The world of defensive firearms instruction owes much to Jeff Cooper. Cooper, a WWII Marine, was instrumental in bringing quality pistol training to the general public through his Gunsite training facility in Arizona.
Cooper founded Gunsite, then also known as the American Pistol Institute, in 1976. At the school Cooper taught his “Modern Technique” of defensive pistol shooting with an emphasis on the use of the 1911 pistol.
Cooper sold the facility in 1992 and Gunsite has changed hands a few times since then. While Cooper died in 2006, Gunsite lives on, although the current curriculum has moved away from the Modern Technique to better reflect current thinking on defensive handgun usage.
The video embedded here is from a 1979 profile of Cooper and Gunsite that aired on the NBC newsmagazine “Weekend” with host Linda Ellerbee. The profile shows Cooper in his prime. Although there is a definite anti-gun bias present, from Linda Ellerbeee’s somber announcement that Cooper teaches his students “to shoot people,” to the producers trying to bait Cooper by asking about mercenaries, the essence of Cooper and Gunsite shines through. Cooper’s well-known eccentricities are shown but so is his competence and tough mindedness. The students are shown as ordinary people, although oddly they are not identified by name.

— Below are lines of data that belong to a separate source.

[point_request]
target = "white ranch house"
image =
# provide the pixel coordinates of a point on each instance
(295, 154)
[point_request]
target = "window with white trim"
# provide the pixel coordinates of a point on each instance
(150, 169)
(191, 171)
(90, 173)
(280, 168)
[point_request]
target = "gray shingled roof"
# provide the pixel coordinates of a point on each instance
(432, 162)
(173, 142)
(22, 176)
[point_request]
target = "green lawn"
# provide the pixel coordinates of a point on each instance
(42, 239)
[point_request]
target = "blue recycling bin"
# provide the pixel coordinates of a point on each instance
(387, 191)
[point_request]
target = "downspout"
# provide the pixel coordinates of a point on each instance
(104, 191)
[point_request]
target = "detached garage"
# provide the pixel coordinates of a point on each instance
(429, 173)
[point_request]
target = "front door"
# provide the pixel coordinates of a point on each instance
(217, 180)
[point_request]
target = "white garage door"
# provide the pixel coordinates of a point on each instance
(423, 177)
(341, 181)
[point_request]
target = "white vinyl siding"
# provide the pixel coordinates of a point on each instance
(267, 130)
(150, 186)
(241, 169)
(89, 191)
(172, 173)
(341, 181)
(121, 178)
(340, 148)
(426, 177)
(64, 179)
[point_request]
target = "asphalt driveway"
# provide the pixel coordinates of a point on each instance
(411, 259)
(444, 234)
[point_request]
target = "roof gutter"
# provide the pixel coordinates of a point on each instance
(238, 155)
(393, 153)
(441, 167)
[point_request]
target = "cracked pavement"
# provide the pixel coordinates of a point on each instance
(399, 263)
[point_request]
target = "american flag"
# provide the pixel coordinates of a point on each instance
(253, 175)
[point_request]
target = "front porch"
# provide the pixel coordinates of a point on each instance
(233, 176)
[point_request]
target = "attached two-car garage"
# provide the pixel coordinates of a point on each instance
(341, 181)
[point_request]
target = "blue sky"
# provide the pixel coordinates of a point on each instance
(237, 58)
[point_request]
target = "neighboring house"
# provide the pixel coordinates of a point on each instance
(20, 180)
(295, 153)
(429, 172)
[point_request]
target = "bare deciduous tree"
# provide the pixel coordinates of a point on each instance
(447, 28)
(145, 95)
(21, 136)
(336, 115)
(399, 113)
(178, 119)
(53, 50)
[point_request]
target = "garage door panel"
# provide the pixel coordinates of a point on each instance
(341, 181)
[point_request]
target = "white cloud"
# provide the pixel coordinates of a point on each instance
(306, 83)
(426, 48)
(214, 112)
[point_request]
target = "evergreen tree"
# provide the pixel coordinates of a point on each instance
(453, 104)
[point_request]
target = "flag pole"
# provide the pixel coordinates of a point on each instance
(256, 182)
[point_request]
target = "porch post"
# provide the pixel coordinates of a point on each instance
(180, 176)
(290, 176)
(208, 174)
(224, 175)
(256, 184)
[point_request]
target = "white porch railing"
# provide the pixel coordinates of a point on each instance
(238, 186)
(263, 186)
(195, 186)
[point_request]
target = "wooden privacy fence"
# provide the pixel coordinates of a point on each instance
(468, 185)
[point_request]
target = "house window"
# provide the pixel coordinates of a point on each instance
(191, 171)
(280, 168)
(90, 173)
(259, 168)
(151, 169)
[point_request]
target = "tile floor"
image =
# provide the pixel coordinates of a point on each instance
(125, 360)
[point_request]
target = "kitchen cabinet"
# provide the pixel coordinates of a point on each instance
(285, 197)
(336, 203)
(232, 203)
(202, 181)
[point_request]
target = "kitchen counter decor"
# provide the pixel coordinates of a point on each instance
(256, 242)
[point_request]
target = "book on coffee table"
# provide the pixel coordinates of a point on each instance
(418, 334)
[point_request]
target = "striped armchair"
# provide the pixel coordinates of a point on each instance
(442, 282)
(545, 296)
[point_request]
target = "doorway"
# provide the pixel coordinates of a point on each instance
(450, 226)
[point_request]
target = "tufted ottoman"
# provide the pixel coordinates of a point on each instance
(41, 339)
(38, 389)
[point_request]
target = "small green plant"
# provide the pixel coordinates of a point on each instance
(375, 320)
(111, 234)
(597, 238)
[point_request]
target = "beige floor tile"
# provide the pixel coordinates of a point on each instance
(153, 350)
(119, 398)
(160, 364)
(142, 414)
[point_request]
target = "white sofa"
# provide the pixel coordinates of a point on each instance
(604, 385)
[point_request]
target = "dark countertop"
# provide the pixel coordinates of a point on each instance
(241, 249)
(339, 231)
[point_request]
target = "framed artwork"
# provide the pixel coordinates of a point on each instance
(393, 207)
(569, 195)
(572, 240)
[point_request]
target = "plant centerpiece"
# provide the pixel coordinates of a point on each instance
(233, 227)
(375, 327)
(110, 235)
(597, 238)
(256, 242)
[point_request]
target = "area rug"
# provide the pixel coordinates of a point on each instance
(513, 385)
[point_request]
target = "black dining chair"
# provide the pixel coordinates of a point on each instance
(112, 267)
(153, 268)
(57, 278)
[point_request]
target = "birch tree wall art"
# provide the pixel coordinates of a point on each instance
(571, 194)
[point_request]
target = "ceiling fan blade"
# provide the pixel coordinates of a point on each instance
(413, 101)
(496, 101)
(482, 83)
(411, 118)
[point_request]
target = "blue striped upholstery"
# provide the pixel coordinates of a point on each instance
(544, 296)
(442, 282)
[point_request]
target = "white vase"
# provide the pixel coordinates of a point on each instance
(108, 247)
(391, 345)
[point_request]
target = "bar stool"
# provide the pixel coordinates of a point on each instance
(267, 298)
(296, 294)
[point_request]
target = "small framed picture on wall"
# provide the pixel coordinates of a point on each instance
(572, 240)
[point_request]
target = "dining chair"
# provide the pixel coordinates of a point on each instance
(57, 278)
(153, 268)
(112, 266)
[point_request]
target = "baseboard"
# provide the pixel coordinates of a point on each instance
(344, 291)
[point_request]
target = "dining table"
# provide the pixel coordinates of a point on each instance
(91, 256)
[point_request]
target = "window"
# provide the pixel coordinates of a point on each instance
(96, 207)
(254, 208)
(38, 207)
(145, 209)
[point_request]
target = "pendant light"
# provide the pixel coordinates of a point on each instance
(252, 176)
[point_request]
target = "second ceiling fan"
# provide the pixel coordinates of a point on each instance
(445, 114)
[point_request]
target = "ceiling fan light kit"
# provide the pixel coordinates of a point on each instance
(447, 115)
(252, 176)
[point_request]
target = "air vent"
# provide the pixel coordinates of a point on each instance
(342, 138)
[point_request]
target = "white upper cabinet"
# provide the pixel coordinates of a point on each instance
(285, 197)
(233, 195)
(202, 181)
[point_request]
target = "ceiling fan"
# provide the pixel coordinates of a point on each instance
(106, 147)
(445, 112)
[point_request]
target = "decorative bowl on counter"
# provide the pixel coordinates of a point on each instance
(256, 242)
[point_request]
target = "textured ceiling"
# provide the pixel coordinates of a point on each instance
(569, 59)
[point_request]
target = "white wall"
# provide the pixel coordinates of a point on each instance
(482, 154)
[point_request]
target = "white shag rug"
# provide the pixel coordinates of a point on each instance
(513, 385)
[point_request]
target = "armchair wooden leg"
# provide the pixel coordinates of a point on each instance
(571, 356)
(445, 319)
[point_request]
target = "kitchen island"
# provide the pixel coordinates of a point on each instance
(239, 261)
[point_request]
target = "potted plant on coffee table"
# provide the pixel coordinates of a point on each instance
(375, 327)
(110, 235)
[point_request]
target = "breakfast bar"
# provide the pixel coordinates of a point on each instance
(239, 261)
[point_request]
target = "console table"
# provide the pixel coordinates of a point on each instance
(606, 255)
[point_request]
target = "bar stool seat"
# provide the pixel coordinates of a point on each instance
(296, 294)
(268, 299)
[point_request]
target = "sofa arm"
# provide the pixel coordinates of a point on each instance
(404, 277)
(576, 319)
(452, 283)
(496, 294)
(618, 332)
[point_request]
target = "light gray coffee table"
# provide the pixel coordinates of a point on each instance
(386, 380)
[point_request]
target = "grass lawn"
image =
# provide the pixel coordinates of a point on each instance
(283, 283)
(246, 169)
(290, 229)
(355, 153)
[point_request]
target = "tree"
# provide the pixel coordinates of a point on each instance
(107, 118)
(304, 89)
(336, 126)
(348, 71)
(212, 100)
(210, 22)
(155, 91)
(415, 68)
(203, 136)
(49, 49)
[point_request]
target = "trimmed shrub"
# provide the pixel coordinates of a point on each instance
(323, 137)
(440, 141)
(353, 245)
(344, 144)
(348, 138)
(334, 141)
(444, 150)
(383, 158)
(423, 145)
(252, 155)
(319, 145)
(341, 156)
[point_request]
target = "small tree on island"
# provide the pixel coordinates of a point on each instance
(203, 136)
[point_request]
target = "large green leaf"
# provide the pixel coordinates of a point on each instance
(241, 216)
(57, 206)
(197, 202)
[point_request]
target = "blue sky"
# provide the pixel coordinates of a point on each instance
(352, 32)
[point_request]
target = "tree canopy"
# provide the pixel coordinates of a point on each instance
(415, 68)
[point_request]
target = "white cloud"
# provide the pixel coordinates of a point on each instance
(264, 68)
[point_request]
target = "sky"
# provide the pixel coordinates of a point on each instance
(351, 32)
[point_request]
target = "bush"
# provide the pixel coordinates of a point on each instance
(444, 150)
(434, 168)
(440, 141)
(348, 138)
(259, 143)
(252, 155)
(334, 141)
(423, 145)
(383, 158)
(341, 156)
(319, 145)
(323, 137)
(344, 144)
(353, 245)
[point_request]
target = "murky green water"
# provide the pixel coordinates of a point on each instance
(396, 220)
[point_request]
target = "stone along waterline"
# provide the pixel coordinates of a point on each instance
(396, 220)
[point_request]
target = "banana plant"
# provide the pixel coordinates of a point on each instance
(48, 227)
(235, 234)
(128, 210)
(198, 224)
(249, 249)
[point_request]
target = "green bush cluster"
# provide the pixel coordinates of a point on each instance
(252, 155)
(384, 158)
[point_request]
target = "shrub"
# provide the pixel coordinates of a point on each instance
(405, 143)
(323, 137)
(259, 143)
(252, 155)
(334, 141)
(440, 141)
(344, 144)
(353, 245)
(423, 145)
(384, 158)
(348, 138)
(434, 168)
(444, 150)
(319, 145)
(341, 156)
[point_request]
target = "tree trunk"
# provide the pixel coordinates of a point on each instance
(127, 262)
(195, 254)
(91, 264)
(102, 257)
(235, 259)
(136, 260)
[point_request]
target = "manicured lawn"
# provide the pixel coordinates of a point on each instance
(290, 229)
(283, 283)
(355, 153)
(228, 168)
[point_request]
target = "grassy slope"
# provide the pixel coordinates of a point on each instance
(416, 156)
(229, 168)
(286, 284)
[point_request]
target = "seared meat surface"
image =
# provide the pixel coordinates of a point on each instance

What’s really interesting though is how the video is a time capsule of 1970’s gun culture. The Weaver Stance used as the foundation for the Modern Technique has fallen out of fashion today and seems quaint as shown. The revolver was regarded with more esteem as a defensive handgun in the 70’s than it is today and this shows through with one scene where all the students in the firing line are shooting revolvers. If you look closely you’ll be able to ID some S&W Model 19’s as well at least a couple Colt Pythons. Later, when other students are shown with semi-auto pistols, they all have 1911’s. Back in the ‘70’s there is no doubt these were all Colt pistols. At least one customized gun sports an S&W adjustable revolver rear sight, as was popular at the time. The .45 ACP reigns supreme as this was before the days of the 9mm "Wondernine" and long before the Glock came to market and changed everything.
The footage in the shoot house is interesting for a couple reasons. The instructor who does the demo run appears to be Chuck Taylor and, at least part of that segment appears to have been filmed with the cameraman down range.
The video is a must see for any Gunsite alum, anyone who remembers the 70’s, or anyone interested in how defensive pistolcraft has evolved since then.